Stephanie Doetzer: Vor allem etwas anderes als die türkischen Aleviten! Ich sage das, weil mir derzeit auffällt, dass viele, die sich irgendwo im Internet dazu äußern, beides in einen Topf werfen.
In Kürze ist es so: Seit den 1970er-Jahren gelten die Alawiten offiziell als eine Untergruppe des schiitischen Islams, wobei die meisten syrischen Alawiten nicht besonders religiös sind. Aus Sicht mancher salafistisch geprägten Sunniten gelten sie nicht einmal als "richtige Muslime", sondern als "Ungläubige".
Die syrischen Alawiten stehen dem politischen Islam sunnitischer Prägung sehr kritisch gegenüber und haben somit ein Interesse an einer säkularen Regierung – genauso wie alle anderen Minderheiten in Syrien auch.
Manche sahen im Assad-Regime eine Art Garant für ihre Sicherheit, andere wiederum waren seit Langem scharfe Kritiker des Regimes. Es ist eine irreführende Verkürzung, wenn behauptet wird, das Regime von Baschar al Assad sei in der Hand "der Alawiten" gewesen.
Die Unterdrückung war überkonfessionell
▶ Hat Assad nicht Schlüsselstellen des Regimes mit Mitgliedern seiner eigenen Gemeinschaft besetzt?
Stephanie Doetzer: Doch, das hat er. Trotzdem waren am früheren Regime sämtliche religiösen Gemeinschaften beteiligt und das System war dezidiert nicht auf den konfessionellen Identitäten aufgebaut, sondern auf der nicht-religiösen Ideologie der Baath-Partei.
Auch die Unterdrückung vonseiten des Regimes war überkonfessionell: In den Gefängnissen wurden Syrer jeglicher Herkunft misshandelt – auch Alawiten.
Alawiten in der Armee
▶ Aber diese waren in der Armee stark vertreten?
Stephanie Doetzer: Ja. Aus interessanten Gründen: Die Alawiten waren historisch gesehen eine ökonomisch stark benachteiligte Gesellschaftsgruppe. Um irgendwie über die Runden zu kommen, gingen junge Männer zum Militär – übrigens auch schon weit vor Beginn der Assad-Herrschaft.
In den letzten 14 Jahren ergab sich daraus, dass die alawitische Gemeinschaft sehr viele Todesopfer zu beklagen hatte, allerdings weniger Zivilisten, sondern vor allem Soldaten.
Die grundlegenden Sichtweisen
▶ Wie reagiert man jetzt in Ihrem syrischen Umfeld auf die Entwicklungen der letzten Tage?
Stephanie Doetzer: Mit tiefer Trauer und Verzweiflung an der syrischen Küste.
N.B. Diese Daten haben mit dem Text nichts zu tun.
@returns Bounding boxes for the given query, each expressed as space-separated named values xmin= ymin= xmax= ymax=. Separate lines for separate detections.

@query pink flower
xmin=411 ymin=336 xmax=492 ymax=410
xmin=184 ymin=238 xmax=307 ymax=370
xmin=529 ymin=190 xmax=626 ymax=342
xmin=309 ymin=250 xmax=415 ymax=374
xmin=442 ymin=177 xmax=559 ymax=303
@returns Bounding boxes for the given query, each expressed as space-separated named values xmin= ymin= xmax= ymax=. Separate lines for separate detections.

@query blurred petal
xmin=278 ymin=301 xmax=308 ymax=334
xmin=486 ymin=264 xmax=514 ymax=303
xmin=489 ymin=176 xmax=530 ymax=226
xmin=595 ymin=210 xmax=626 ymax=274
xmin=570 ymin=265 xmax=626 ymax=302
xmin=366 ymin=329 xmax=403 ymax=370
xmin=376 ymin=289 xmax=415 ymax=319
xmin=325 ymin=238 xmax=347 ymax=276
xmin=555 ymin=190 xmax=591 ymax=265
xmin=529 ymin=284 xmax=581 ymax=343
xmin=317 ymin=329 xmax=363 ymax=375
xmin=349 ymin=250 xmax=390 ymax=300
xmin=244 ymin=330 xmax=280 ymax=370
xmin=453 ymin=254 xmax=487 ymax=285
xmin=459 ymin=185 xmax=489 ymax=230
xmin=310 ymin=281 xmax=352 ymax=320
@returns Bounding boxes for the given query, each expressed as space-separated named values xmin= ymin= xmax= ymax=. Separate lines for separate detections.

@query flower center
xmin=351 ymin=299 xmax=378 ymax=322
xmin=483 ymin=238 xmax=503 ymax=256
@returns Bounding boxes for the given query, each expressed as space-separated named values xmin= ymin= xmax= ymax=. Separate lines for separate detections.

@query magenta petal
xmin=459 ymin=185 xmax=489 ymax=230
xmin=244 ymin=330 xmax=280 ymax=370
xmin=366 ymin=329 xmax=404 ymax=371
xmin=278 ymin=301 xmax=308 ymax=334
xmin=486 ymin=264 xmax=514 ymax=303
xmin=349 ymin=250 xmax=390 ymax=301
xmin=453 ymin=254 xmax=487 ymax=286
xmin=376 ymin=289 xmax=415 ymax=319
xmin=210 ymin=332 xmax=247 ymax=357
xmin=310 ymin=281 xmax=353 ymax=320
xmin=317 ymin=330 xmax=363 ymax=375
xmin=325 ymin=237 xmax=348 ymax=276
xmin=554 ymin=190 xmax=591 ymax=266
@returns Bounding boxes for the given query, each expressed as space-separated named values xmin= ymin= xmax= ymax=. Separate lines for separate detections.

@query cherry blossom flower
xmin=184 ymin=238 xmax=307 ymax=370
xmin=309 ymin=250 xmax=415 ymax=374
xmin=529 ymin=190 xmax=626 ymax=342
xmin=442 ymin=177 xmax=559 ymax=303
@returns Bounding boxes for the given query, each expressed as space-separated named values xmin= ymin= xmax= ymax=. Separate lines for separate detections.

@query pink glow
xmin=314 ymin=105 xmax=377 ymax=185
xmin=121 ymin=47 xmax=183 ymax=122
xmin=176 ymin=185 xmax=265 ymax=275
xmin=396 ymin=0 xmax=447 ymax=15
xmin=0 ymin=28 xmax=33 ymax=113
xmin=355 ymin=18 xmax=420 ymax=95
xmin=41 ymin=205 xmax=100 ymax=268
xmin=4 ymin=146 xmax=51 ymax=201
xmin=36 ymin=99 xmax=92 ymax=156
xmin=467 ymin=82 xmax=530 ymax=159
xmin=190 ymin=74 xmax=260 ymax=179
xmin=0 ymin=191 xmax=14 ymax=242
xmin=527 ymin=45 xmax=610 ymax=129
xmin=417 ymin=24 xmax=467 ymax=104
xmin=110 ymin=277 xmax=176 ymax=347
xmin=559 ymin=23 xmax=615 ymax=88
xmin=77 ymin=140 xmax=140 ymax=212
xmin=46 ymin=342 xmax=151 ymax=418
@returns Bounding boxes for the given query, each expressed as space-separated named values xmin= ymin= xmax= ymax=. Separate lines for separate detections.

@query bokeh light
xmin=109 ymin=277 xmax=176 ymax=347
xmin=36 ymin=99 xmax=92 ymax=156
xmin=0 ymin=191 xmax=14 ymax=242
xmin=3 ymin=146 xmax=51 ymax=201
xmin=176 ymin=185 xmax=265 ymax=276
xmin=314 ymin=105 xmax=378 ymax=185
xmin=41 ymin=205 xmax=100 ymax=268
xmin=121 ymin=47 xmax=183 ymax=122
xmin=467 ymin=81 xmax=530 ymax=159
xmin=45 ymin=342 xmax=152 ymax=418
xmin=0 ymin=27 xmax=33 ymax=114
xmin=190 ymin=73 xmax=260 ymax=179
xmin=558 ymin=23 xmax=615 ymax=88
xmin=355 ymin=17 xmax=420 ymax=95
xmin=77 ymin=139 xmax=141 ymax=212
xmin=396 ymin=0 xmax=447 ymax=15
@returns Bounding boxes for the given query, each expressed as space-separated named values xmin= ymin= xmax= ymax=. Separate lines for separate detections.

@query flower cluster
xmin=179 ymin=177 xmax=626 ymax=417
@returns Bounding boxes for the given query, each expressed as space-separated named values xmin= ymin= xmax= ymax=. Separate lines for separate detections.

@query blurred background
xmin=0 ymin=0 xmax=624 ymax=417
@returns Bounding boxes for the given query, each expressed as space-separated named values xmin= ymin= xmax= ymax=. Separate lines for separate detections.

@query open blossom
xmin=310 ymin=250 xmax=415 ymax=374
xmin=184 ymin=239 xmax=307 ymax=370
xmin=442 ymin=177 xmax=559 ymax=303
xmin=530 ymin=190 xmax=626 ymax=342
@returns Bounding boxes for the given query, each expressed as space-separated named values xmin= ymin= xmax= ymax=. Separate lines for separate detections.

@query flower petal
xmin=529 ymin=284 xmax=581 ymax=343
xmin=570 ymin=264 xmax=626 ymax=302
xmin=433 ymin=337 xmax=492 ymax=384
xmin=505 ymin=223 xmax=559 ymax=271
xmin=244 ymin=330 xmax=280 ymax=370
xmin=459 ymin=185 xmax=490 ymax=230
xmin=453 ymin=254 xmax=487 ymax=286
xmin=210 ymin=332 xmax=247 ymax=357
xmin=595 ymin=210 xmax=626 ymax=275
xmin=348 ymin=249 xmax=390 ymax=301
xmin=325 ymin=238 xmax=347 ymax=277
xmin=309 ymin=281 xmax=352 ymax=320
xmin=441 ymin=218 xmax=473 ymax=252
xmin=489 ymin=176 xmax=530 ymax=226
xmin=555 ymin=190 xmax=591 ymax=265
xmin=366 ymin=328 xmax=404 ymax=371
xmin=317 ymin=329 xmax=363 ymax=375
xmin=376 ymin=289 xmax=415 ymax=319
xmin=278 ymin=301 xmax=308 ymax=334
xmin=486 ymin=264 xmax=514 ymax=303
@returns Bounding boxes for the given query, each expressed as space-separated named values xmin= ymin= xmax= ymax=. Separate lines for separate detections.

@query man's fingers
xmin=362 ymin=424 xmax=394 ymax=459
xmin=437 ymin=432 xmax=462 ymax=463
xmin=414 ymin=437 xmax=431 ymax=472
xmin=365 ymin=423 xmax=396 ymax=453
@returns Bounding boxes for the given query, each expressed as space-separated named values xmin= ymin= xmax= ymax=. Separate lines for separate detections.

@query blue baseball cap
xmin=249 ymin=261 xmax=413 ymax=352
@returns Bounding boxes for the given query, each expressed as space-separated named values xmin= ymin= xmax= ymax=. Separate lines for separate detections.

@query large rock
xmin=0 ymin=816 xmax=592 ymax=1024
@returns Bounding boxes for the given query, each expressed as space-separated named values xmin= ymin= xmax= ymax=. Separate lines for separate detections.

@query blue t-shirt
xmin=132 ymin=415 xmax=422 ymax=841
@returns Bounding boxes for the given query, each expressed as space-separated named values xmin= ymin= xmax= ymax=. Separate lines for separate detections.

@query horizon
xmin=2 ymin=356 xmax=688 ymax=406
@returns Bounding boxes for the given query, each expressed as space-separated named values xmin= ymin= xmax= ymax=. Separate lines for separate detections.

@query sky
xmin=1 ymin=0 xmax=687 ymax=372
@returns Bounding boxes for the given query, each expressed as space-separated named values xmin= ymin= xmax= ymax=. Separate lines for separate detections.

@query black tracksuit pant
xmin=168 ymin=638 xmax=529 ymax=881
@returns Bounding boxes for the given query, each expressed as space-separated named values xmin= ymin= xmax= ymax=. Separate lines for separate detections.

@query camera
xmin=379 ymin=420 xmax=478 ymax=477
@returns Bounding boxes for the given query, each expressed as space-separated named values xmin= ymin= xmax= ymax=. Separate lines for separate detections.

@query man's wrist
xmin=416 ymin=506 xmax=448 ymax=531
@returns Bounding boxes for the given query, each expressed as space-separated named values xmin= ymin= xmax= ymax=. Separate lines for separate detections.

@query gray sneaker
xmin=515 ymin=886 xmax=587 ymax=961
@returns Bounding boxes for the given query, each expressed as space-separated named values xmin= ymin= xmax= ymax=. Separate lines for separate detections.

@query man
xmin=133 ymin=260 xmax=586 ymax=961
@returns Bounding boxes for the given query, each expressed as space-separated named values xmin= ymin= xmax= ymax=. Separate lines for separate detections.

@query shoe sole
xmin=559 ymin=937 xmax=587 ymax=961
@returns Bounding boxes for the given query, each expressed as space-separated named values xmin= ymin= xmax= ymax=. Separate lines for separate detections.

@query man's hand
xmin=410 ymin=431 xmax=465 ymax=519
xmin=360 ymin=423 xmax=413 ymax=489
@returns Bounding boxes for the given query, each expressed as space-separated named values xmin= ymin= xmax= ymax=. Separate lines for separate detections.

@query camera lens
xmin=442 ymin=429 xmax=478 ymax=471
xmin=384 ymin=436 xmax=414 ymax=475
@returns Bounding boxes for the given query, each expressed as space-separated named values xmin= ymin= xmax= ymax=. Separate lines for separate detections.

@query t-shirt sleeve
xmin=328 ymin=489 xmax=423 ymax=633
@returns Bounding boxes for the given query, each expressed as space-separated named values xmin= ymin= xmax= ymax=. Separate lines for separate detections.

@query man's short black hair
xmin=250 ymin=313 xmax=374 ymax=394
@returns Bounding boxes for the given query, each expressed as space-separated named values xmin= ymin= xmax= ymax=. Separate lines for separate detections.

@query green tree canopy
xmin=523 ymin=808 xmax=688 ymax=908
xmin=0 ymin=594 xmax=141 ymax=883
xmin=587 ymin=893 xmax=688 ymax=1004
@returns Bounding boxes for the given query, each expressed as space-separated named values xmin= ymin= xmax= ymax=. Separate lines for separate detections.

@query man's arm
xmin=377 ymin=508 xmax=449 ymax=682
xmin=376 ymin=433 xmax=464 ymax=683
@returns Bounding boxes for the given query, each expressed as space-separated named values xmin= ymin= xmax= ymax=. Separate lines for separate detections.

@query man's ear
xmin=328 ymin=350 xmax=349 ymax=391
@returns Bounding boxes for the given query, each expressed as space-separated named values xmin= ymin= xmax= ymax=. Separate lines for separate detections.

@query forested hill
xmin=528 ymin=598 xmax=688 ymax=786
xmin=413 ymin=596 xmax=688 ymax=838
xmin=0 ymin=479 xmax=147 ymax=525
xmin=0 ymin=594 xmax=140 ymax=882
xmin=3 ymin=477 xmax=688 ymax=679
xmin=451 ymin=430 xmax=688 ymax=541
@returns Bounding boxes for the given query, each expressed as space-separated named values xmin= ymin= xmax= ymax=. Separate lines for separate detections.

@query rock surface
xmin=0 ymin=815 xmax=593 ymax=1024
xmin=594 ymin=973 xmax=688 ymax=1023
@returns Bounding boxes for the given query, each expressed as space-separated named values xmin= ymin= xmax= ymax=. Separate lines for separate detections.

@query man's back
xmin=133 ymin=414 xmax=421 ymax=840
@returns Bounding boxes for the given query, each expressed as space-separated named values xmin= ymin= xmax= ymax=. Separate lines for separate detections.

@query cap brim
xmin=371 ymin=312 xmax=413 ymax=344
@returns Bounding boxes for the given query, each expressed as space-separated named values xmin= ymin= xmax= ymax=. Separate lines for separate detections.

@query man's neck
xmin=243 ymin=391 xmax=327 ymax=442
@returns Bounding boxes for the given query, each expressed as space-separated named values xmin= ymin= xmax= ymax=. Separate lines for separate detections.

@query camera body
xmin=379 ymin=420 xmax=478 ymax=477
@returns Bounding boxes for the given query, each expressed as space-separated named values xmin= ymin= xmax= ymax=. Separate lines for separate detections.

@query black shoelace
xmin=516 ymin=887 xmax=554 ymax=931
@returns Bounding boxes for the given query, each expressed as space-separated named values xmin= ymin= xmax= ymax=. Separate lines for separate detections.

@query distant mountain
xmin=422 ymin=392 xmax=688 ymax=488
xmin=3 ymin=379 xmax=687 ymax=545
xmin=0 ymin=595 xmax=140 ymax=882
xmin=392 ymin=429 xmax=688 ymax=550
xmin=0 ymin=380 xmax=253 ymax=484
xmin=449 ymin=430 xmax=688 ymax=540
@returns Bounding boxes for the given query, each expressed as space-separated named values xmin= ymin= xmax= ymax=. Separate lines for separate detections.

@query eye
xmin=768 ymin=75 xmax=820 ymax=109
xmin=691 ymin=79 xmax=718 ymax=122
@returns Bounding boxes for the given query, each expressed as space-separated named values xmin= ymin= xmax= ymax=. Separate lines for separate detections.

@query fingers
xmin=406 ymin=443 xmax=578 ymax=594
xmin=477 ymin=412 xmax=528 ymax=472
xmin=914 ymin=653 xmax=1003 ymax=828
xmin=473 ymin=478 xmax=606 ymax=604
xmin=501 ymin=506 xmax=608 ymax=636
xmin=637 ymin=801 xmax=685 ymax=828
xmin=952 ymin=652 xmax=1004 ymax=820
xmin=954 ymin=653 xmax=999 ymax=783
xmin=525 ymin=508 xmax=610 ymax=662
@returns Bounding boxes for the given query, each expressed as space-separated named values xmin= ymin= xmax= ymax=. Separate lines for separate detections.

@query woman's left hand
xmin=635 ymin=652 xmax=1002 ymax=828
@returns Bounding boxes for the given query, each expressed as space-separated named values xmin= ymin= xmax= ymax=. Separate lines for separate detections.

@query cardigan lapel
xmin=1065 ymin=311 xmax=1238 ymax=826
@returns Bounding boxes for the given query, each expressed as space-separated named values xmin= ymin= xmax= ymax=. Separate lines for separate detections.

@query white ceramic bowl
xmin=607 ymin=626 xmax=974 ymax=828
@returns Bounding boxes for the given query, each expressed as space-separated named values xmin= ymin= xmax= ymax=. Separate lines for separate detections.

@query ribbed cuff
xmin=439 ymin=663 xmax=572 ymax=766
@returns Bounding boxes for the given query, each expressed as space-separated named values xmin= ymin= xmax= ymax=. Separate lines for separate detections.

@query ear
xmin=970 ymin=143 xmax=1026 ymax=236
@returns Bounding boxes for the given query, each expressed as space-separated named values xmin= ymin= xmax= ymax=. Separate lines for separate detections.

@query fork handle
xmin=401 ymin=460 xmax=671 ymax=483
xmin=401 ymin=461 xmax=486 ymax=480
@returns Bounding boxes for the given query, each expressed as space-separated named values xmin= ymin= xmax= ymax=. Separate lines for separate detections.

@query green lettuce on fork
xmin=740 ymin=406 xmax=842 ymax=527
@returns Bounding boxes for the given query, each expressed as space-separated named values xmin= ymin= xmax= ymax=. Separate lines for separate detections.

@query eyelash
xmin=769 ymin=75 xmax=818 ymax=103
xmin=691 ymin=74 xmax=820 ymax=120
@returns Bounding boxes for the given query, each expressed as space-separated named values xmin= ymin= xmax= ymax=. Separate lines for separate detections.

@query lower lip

Mit Angst unter den Angehörigen fast aller religiösen und ethnischen Minderheiten. Mit riesiger Frustration und Enttäuschung auch unter all denjenigen, die nach dem Sturz des alten Regimes an einen demokratischen Aufbruch oder zumindest an bessere Zeiten glauben wollten.
Aber wie immer gibt es unterschiedliche Erzählungen, sich widersprechende Opferzahlen und verschiedene Sichtweisen darauf, wer was getan hat und wer genau die Täter sind. Mehr Syrer oder ausländische Dschihadisten? Mit Auftrag oder ohne?
▶ Wovon hängt es denn ab, wie jemand darauf schaut?
Stephanie Doetzer: Letztlich von der grundlegenden Sichtweise auf all das, was seit 2011 in Syrien geschehen ist.
Grob gesagt: Die einen sehen im Machtwechsel den Sieg eines aus der syrischen Gesellschaft heraus geborenen Freiheitsstrebens, die anderen empfanden den Kampf gegen Assad als etwas von außen Angestacheltes und die Rebellen als Handlanger ausländischer Interessen.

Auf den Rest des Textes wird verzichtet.